The Chinese stock market has swooned by about 40% since June, on concerns that the Asian giant's powerful growth story is over.

But institutional investment managers are looking past the short-term pain on the premise that China remains a relatively attractive investment opportunity in a slowly expanding world economy. The Shanghai Stock Exchange Composite Index's current level of about 3,050 is almost 2,000 points lower than it was four months ago, but even a partial rebound to 4,000 in three years' time would mean annualized gains of almost 10%.

Anne Richards, chief investment officer and head of EMEA region at Aberdeen Asset Management, said the UK firm will hire and build a research team in China as the savings culture in the country expands.

Last month China granted Aberdeen a Wholly Foreign-Owned Enterprise (WFOE) business licence enabling a newly-created subsidiary to set up an office under the pilot Free Trade Zone in Shanghai. Aberdeen has had a representative office in China since 2007 which has mainly performed liaison work.

Hugh Young, managing director of Aberdeen’s Asian business, said in a statement:  “While we welcome China’s steady market opening and we’re thrilled to gain our WFOE licence, we will proceed slowly. It’s important to maintain our investment disciplines and assess opportunities carefully. While the asset management industry there is young and the potential huge, our vow is to avoid 'short-termism' and focus on quality.”

At the Bloomberg Most Influential Summit held Oct. 6 in London, Richards agreed that Aberdeen has a long-term view and does not approach markets as trading opportunities.

She continued: "We don't think the Chinese economy has fallen off a cliff and we are investing there through Hong Kong and other proxies. As the savings culture expands we will hire people and build our research team on the ground as we have done in other countries."

Richards added that investors should focus on the absolute growth in the Chinese economy. "Even if the rate of growth has slowed, 5% of a very big number is bigger than 10% of a smaller number," she said.

Davide Serra, chief executive and founder of hedge fund Algebris Investments, said at the Bloomberg summit that the Chinese have successfully shifted their economy from 70% construction and manufacturing to 70% services. "For the first time since in three years we are long China," he added.

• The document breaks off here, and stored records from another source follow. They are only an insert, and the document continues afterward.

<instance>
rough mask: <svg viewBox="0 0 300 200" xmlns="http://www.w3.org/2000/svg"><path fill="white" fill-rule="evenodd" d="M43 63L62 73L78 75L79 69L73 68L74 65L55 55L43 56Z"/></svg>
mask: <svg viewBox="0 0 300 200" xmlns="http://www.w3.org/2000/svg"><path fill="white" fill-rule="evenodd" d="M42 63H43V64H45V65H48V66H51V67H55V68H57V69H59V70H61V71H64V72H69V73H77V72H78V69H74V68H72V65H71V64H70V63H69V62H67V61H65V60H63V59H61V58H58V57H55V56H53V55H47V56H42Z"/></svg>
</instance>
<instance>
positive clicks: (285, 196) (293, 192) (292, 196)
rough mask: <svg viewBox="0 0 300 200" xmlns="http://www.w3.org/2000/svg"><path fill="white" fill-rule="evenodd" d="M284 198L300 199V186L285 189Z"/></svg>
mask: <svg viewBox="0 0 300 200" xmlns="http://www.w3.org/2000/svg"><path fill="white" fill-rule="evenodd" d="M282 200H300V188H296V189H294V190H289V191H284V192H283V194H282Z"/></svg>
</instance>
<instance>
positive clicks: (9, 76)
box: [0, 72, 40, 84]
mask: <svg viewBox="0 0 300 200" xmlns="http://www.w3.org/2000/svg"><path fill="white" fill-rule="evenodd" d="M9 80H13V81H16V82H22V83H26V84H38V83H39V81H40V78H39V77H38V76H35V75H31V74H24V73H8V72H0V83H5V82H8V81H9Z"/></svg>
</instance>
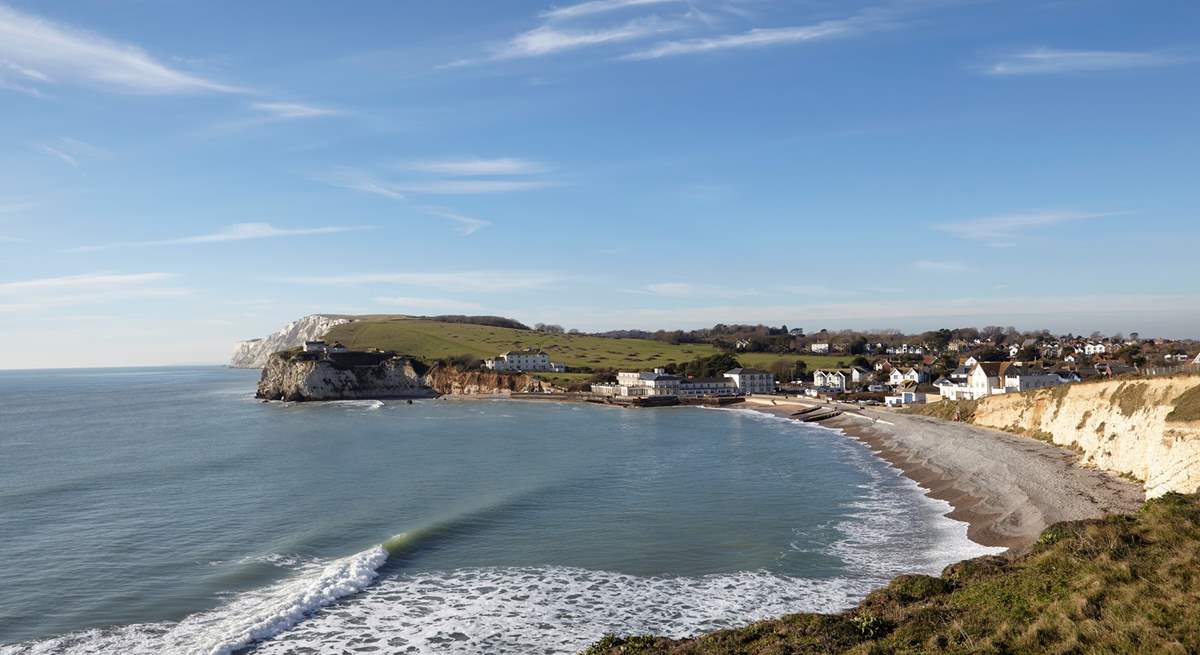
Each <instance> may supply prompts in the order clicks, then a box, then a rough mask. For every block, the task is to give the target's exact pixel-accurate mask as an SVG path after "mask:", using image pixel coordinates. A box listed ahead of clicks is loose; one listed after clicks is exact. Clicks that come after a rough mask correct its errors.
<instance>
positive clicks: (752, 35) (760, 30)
mask: <svg viewBox="0 0 1200 655" xmlns="http://www.w3.org/2000/svg"><path fill="white" fill-rule="evenodd" d="M854 32H856V28H854V25H853V23H852V22H850V20H826V22H823V23H817V24H816V25H806V26H800V28H757V29H754V30H750V31H746V32H742V34H727V35H720V36H710V37H701V38H688V40H684V41H666V42H664V43H658V44H655V46H653V47H650V48H647V49H643V50H637V52H634V53H629V54H626V55H623V56H622V58H620V59H625V60H634V61H636V60H647V59H661V58H665V56H676V55H684V54H696V53H707V52H713V50H727V49H732V48H764V47H768V46H782V44H787V43H800V42H804V41H818V40H826V38H835V37H844V36H850V35H852V34H854Z"/></svg>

Serra explained that in the past 45 years, $8 trillion of capital had pushed into emerging markets. "China has a closed current account and real rates are 4%, and have only been higher three times in the last 40 years, so the central bank still has bullets," he said.

Five to six years ago Hugh Hendry, founding partner of hedge fund Eclectica Asset Management, feared that China would not be able to sustain a 10% growth rate.

At the Bloomberg summit Hendry said: “My prophecy was half-correct as growth is 3% to 4% but that is nothing to sneeze at. For the life of me I cannot do justice to the critique that the tail risk in China is on a par with the US in 2008 and the key is the value of the currency.

Hendry added that China has an expanding current account and growing exports so the currency is not overvalued.

The Institute of International Finance said in a report today that non-resident outflows from dedicated China funds were $14bn in the third quarter of this year and total outflows from offshore funds investing in Chinese assets were over $10bn - representing over 20% of all net outflows from emerging market funds. The IIF said the bulk of the outflows from Chinese funds was driven by non-residents, while Chinese residents have been net buyers of Chinese fund shares.

The report said fund allocations to emerging market bonds and equities are at their lowest since early 2009 due to falling commodity prices, disappointing earnings, rising corporate debt levels and, in many cases, domestic political tensions.

"While the overall stock of emerging market assets held by mutual funds and ETFs fell significantly in Q3, the decline was highly differentiated: Brazil, Indonesia, China, Saudi Arabia and Turkey recorded much greater reduction in allocations," added the IIF.